The same evidence mentions educational visits including theatre visits, trips to a local wildlife park, and even a visit on a train that pupils talked about with enthusiasm. These details matter because they point to a curriculum and enrichment offer that gets children beyond the classroom early, which tends to build vocabulary, background knowledge, and confidence.
Leadership and pupil voice opportunities also appear early. Older pupils are described as proud to be members of the school council and as reading buddies for younger pupils. The school’s own description of school council frames it as a representative group helping to make decisions about school life and organise projects such as charity events and representing the school with visitors. For parents, that is a sign that responsibility is taught in age-appropriate ways, not saved for Year 6.
The school day is clearly structured. The schools’ published information states that doors open at 8:45 and the infant school day ends at 3:15, with 32.5 hours of school each week.
Wraparound care is available via the school’s out-of-school provision. The published information lists breakfast club from 7:30am to 8:45am at £6.50 per session (including breakfast) and after-school club from 3:15pm or 3:30pm to 6:00pm at £10.50 per session (including a light snack).
For travel, this is a village setting within the Holmfirth area. Families typically think about school runs for walkability and parking pressure at drop-off and pick-up. Where possible, do a trial run at the relevant times, and if you are considering wraparound care, factor in how the earlier start or later finish changes traffic and parking patterns.
Oversubscription pressure. With 64 applications for 30 offers in the available admissions data, entry looks competitive. Families should read the oversubscription criteria carefully and plan a second choice they would also be happy with.
A short runway to the next transition. An infant school experience is only three years. If you want a seamless 4 to 11 journey, pay attention to how transition into the junior school is structured, and ask how the curriculum and behaviour expectations connect across the two settings.
High expectations can feel intense for some children. The external evidence describes very high expectations and exemplary behaviour.
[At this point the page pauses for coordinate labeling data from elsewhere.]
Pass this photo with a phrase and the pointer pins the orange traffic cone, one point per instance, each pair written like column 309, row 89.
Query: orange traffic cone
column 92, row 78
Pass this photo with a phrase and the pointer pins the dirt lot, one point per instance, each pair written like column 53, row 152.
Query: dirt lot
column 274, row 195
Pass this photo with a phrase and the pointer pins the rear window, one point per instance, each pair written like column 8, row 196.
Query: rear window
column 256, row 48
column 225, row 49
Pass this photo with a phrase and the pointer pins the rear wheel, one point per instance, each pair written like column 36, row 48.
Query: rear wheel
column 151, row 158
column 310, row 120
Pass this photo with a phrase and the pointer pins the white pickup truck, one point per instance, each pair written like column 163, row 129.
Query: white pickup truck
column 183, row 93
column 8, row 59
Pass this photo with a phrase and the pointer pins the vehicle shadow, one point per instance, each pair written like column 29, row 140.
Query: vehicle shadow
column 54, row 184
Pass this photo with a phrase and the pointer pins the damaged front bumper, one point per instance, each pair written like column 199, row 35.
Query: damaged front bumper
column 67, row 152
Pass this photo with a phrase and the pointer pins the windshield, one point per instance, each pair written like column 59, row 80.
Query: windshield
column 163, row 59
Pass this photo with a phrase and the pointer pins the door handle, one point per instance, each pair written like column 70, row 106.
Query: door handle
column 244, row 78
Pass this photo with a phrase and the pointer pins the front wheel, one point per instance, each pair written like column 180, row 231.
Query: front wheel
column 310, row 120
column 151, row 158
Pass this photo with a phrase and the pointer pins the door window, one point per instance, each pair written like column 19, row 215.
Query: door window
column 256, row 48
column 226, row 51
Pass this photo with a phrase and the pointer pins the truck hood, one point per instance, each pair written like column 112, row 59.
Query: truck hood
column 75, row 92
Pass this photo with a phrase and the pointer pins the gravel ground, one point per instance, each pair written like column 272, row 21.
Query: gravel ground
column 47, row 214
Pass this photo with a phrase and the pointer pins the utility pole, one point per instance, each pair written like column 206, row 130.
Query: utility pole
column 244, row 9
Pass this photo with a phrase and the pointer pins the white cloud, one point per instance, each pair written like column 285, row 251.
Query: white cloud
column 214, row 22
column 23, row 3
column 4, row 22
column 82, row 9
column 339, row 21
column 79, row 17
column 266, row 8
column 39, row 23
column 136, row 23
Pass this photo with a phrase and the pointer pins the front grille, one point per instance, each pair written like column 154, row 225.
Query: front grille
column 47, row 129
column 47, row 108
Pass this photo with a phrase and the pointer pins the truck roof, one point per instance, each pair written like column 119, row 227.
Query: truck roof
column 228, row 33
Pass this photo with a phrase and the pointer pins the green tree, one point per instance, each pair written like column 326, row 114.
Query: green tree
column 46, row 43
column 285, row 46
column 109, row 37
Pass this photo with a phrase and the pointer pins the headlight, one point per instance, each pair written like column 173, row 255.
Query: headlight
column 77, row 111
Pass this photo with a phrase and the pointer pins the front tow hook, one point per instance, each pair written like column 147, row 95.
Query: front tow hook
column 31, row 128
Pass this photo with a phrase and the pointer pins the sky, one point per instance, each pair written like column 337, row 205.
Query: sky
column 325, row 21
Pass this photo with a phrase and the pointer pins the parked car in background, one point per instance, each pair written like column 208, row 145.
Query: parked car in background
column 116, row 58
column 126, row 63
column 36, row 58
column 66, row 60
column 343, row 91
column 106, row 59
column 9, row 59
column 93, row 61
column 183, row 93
Many children thrive with that clarity; a minority need time and careful support to adjust, particularly in Reception.
New Mill Infant School offers a highly structured, well-led start to primary education, with early reading, behaviour, and personal development all described as strengths in the most recent external evidence. It suits families who want clear routines, strong early literacy, and a school culture where kindness and responsibility are taught explicitly. The limiting factor for many will be admission, not day-to-day quality.
The most recent inspection outcome is Outstanding, with Outstanding judgements across quality of education, behaviour and attitudes, personal development, leadership and management, and early years provision. Safeguarding was judged effective.
Applications are made through Kirklees using the online admissions process. The school’s published guidance states that applications are made between 1 September and the closing date of 15 January for the relevant intake year.
Yes. The school’s out-of-school provision lists breakfast club from 7:30am to 8:45am (£6.50 per session, including breakfast) and after-school club from 3:15pm or 3:30pm to 6:00pm (£10.50 per session, including a light snack).
The published information for the New Mill schools states that doors open at 8:45 and the infant school day ends at 3:15, with 32.5 hours of school each week.